Decentralized Online Learning in General-Sum Stackelberg Games
Yaolong Yu, Haipeng Chen
TL;DR
This work investigates online, decentralized learning in repeated general-sum Stackelberg games with a leader–follower structure under two follower information regimes. It develops algorithms for both players and proves last-iterate convergence and sample complexity bounds, covering a myopic follower with limited information and a manipulative follower with side information (omniscient or noisy). The FBM and FMUCB strategies reveal intrinsic follower advantages when information about the leader’s rewards is available, highlighting that manipulation can outperform best-response dynamics in online settings. Empirical results on synthetic games corroborate the theoretical guarantees, demonstrating convergence and measurable gains for the follower under manipulation strategies. Overall, the paper advances understanding of how information asymmetry and strategic behavior affect learning dynamics in Stackelberg games and provides practical online-learning tools for decentralized settings.
Abstract
We study an online learning problem in general-sum Stackelberg games, where players act in a decentralized and strategic manner. We study two settings depending on the type of information for the follower: (1) the limited information setting where the follower only observes its own reward, and (2) the side information setting where the follower has extra side information about the leader's reward.

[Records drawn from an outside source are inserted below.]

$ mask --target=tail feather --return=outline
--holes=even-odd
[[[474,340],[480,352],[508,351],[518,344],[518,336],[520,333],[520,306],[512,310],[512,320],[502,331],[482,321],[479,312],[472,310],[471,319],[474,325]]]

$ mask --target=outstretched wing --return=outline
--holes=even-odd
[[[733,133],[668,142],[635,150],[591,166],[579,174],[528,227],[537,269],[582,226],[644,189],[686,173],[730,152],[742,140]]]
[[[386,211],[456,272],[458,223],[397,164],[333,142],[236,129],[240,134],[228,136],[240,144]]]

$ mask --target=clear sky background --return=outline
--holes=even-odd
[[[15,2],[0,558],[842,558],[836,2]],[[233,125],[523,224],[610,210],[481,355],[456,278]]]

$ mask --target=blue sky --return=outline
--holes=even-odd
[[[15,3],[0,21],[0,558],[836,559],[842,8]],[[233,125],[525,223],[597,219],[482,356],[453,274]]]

We show that for the follower, myopically best responding to the leader's action is the best strategy for the limited information setting, but not necessarily so for the side information setting -- the follower can manipulate the leader's reward signals with strategic actions, and hence induce the leader's strategy to converge to an equilibrium that is better off for itself. Based on these insights, we study decentralized online learning for both players in the two settings. Our main contribution is to derive last-iterate convergence and sample complexity results in both settings. Notably, we design a new manipulation strategy for the follower in the latter setting, and show that it has an intrinsic advantage against the best response strategy. Our theories are also supported by empirical results.